Some question about the code and training time.
Thanks for you paper and code.
But I'm confused with some code.
In src/model.py
function get_score() -> function inner_one_step()
update_gate = T.exp(T.dot(ugW[:ln+nhiddens,an+ln-nhiddens:an+ln+ln],com)+ugb[an+ln-nhiddens:an+ln+ln]).reshape((len+1,nhiddens))
and in src/tools.py
function get_word()
update_gate = np.exp(np.dot(ugW[:ln+ndims,an+ln-ndims:an+ln+ln],com)+ugb[an+ln-ndims:an+ln+ln]).reshape((len+1,ndims))
I think they should be
update_gate = T.exp(T.dot(ugW[:ln+nhiddens,an+ln-nhiddens:an+ln+ln],com)+ugb[an+ln-nhiddens:an+ln+ln]).reshape((nhiddens, len+1)).transpose()
and
update_gate = np.exp(np.dot(ugW[:ln+ndims,an+ln-ndims:an+ln+ln],com)+ugb[an+ln-ndims:an+ln+ln]).reshape((ndims, len+1)).transpose()
Since the code
np.exp(np.dot(ugW[:ln+ndims,an+ln-ndims:an+ln+ln],com)+ugb[an+ln-ndims:an+ln+ln])
represent a vector
[e1_1, e1_2, ..., e1_ndims, e2_1, e2_2, ...,eln_1, eln_2, ..., eln_ndim]
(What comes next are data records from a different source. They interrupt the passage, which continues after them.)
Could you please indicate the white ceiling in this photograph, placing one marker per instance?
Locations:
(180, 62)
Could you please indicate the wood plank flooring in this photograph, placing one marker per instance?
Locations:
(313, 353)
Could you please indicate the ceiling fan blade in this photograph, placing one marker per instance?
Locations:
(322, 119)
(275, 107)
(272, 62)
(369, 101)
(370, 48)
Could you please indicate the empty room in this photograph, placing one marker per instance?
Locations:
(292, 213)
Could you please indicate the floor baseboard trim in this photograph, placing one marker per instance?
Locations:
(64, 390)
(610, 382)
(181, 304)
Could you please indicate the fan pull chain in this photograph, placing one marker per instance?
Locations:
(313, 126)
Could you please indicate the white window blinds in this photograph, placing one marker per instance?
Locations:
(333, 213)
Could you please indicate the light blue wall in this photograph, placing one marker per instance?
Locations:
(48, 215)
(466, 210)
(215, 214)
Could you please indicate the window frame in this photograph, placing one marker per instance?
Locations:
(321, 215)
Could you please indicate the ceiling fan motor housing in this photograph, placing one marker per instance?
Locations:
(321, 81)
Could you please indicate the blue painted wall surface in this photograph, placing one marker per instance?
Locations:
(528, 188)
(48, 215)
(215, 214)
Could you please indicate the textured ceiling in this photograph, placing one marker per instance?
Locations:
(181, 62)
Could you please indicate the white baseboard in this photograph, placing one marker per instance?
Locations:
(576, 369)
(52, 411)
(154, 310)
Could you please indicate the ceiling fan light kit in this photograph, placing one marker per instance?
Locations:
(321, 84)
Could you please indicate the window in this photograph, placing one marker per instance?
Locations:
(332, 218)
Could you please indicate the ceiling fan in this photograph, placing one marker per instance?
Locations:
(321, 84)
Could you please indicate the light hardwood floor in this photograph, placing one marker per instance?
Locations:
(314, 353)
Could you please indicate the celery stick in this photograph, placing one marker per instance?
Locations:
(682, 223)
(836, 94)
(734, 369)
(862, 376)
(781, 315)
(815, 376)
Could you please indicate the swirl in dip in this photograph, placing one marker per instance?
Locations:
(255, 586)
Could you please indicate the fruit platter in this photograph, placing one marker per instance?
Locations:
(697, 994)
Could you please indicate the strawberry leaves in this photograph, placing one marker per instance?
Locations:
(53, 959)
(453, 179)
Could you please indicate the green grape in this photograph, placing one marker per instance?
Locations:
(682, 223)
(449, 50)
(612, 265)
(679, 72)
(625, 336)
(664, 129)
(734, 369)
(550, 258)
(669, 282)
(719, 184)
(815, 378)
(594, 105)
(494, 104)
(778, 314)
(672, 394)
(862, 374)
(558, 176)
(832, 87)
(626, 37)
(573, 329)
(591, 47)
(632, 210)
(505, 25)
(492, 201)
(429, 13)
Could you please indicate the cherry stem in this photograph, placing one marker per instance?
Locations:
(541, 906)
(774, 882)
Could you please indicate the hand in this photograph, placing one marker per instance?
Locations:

where ei_j derived from the jth elem of ith character. So the reshape((nhiddens, len+1)) reshape the vector to
[e1_1, e1_2, ..., e1_ln,
e1_ln+1, e1_ln+2,...e1_ln+ln
...
eln_ndim-ln+1, ..., eln_ndim-1, eln_ndim]
which may supposed to be
[e1_1, e1_2, ..., e1_ndim,
e2_1, e2_2, ..., e2_ndim,
...
eln_1, eln_2, ..., eln_ndim]
In order to see the difference, I revised the code and ran it on CPU. But The memory occupation raised from 3GB(epoch 1) to 30GB(epoch 8). And it took 8000s per epoch.
The original code took 7000s per epoch and 2.6GB.
Did I misunderstand something?
Thanks!
I don't know if I have expressed it clearly. And my chinese is much better than English :D
@sevenights Hi,
I treat Theano as a legacy in deep learning and am not familiar with it anymore.
I would refer you to a better implementation there. It is with a modern library, i.e. dynet.
But in the greedyCWS, there is no need to calculate the update gate for word representation. In the paper
an update gate z (As in Figure 2), which has been shown helpless to the performance but requires uge computational cost according toour empirical study.
So I read the dy_model.py and get the same question.
update_gate = dy.transpose(dy.concatenate_cols([dy.softmax(dy.pickrange(update_logits,i*(wlen+1),(i+1)*(wlen+1))) for i in xrange(self.options['ndims'])]))
which I thought to be:
update_gate = dy.concatenate_cols([dy.softmax(dy.pickrange(update_logits,i*(self.options['ndims']+1),(i+1)*(self.options['ndims']+1))) for i in xrange(wlen)])